Brave berdeham. Orang yang dibicarakan Prita berdiri melipat tangan di belakangnya duduk. Sementara itu, Prita pelan-pelan menengok ke belakang, seolah berharap apa yang dipikirkannya tidak terjadi.
"Eh, Bapak. Apa kabar, Pak?" Prita yang serba salah hanya bisa nyengir.
"Jadi, selama ini perusahaan menggajimu hanya untuk menjelek-jelekan atasanmu saja?" tukas Brave ketus.
Prita dan Cinde hanya bisa duduk mematung.
"Dan kamu Cendol ... siapa tadi namamu? Cepet ikut aku!"
Cinde buru-buru bangkit. Dia berdecak pelan saat namanya diganti seenaknya. "Saya Cinde, Pak," kata Cinde mengoreksi namanya.
"Ah, iya. Cendol! Sekarang kamu mulai bertugas. Sebagai sekretaris, kamu harus mendampingi pimpinan ke manapun juga," jawab Brave sambil berlalu.
Cinde memandang Prita, kebingungan. Karena dia tak lekas mengikuti Brave, lelaki itu langsung menegurnya dengan bentakan keras.
"Kamu masih mau di situ sampai besok pagi?" seru Brave membuat jantung Cinde seperti mau copot.
Gila nih, Bos, galak banget! Batin Cinde yang langsung menyambar tas punggungnya.
Cinde berlari kecil mengejar Brave. Langkah sang CEO yang panjang membuat Cinde kesusahan mengejar lelaki itu.
"Buruan! Kalau jalan kaya siput, kapan nyampainya?" sergah Brave.
Cinde terengah-engah memaksakan mempercepat tempo jalannya. "Iya, Pak. Ini juga lari!" jawab Cinde dengan wajah kusut.
Brave melirik Cinde yang akhirnya bisa mengimbangi langkahnya. Alis mengerut hingga membentuk tiga garis di pangkal hidung, karena heran ada bawahannya yang menjawab perintahnya. Namun, Brave hanya mengembuskan napas panjang.
"Kamu bisa nyetir?" tanya Brave.
"Bisa, Pak."
"Nih!" Brave melempar kunci mobilnya dan spontan ditangkap Cinde.
"Kok tidak pakai sopir, Pak?"
"Sebagai pengusaha, kita harus bisa melakukan efisiensi biaya untuk mendapatkan margin keuntungan semaksimal mungkin buat perusahaan.
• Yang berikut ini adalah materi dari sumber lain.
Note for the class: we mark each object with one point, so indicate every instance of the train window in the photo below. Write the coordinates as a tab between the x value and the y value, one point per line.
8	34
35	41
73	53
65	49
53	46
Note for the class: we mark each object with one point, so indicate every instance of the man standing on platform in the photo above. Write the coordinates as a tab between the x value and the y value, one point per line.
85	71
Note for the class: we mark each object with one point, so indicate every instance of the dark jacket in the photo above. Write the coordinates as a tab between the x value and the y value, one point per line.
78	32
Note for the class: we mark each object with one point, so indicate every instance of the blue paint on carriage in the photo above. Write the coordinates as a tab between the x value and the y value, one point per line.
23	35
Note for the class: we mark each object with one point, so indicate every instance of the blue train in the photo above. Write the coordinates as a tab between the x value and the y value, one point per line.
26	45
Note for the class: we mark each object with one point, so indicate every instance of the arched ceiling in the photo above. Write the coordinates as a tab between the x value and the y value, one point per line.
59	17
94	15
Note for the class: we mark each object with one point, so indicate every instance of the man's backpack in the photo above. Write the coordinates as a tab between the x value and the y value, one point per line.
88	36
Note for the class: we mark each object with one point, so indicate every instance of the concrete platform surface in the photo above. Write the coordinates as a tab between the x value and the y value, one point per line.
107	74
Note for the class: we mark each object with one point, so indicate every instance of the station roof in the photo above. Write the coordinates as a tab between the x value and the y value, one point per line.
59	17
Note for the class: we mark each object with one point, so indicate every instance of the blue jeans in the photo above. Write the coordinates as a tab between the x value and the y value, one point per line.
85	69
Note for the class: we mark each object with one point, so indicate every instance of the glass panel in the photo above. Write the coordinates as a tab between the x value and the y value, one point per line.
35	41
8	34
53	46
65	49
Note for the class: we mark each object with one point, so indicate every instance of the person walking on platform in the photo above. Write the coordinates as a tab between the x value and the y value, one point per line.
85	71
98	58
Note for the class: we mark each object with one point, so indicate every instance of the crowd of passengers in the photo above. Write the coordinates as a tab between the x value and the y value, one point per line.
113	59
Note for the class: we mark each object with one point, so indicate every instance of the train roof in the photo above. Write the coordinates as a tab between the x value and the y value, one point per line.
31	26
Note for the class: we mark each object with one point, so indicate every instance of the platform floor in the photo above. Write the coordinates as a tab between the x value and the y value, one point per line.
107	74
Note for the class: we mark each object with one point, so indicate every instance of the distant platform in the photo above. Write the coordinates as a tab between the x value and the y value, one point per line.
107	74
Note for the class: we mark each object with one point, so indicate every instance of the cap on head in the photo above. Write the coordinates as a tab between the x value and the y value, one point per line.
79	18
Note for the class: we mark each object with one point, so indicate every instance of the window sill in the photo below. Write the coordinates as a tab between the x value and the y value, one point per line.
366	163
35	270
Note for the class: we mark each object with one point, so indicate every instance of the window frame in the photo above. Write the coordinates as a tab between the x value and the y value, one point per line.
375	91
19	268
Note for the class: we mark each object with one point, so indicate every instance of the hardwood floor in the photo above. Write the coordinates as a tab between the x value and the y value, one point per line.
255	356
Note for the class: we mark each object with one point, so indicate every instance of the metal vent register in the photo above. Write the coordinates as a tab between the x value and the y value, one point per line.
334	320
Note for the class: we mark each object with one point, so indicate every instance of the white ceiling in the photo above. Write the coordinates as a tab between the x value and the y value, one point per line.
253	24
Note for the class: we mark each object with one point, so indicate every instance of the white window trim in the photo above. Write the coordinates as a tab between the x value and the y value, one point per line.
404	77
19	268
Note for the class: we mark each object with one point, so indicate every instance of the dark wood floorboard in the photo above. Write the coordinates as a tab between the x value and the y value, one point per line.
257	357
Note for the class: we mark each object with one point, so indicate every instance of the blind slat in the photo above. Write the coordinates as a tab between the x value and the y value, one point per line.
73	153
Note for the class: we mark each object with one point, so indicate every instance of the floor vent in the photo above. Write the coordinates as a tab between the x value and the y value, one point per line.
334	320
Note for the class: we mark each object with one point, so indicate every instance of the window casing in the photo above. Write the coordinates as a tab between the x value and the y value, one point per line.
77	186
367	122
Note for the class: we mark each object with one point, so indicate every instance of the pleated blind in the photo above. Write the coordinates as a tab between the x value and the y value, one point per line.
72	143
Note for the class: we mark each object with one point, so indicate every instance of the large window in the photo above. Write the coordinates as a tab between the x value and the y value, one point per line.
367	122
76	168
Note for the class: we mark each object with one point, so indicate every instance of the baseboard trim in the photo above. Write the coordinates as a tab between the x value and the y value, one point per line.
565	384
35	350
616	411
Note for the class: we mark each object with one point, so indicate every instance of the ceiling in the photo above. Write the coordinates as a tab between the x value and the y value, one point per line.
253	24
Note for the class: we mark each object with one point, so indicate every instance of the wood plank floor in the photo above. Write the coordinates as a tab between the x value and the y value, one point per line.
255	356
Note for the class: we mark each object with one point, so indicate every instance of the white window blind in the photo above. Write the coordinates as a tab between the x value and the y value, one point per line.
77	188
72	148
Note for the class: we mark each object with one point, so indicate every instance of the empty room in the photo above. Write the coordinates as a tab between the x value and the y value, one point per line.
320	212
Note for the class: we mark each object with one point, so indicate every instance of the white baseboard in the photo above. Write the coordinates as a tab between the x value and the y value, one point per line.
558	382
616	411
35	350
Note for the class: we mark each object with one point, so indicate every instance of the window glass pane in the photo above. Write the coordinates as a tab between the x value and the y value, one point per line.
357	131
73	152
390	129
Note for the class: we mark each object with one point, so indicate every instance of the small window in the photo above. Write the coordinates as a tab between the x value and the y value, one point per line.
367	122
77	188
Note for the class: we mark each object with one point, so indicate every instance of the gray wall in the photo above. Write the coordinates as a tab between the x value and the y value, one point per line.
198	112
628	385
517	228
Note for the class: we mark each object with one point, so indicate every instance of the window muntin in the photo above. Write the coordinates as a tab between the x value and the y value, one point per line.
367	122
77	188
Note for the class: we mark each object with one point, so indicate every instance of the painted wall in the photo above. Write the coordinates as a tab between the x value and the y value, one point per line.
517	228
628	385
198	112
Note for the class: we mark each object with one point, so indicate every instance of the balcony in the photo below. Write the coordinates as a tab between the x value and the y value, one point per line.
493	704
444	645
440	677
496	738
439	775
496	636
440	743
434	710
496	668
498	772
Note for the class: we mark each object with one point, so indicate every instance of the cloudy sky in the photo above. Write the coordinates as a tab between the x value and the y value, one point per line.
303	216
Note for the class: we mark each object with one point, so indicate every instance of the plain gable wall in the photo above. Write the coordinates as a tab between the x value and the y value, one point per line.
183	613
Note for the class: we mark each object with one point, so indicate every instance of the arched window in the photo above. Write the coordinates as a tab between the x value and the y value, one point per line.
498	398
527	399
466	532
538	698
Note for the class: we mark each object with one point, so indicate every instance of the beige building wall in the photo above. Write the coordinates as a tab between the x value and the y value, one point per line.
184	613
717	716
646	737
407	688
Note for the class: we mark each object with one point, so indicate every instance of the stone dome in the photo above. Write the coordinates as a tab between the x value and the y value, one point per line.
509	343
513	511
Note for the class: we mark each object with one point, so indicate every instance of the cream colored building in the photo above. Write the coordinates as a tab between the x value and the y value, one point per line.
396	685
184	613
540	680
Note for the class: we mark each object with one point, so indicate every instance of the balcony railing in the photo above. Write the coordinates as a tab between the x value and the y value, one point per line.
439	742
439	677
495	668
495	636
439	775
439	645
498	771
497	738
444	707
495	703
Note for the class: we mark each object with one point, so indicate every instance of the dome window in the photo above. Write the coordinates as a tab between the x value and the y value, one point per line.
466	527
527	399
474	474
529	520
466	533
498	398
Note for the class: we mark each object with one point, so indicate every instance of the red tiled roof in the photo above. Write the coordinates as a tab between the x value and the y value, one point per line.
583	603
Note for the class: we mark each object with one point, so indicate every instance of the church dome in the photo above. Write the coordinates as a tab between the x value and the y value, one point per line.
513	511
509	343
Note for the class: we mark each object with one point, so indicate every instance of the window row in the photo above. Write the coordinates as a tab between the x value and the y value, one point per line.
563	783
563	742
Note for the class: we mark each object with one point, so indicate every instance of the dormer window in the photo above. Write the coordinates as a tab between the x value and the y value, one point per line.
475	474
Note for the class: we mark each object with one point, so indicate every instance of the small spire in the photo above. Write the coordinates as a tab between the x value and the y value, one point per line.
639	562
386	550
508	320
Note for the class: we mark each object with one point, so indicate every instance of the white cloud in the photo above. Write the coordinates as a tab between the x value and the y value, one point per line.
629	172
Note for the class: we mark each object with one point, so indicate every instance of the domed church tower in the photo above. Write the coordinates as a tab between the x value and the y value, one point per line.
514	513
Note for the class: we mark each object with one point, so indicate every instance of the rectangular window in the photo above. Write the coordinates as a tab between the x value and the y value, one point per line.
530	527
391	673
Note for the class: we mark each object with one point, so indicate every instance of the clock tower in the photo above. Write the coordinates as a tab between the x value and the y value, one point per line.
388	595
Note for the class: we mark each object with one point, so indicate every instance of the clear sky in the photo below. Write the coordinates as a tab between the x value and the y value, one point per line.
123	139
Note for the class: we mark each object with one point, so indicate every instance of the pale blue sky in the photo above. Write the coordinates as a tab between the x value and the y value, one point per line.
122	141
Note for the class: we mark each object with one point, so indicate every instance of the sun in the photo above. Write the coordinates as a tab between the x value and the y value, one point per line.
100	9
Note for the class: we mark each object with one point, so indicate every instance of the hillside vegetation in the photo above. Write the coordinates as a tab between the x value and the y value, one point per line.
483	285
Kalau kerjaan sopir bisa dilakukan sendiri atau sama sekretaris, kenapa harus mempekerjakan sopir?" tukas Brave.
"Oh .... " respon Cinde. Dalam hati dia mendengkus dan bisa langsung menyimpulkan betapa perhitungannya bos barunya.
"Kita ke Semarang lewat tol. Pastikan jam sebelas kita sampai. Mengerti?!"
Cinde melihat angka di jam digitalnya. Seketika dia membeliak lebar. Bagaimana bisa dia menyetir ke Semarang dalam waktu dua jam? Bisa jadi bukannya selamat, tapi malah masuk ke akhirat!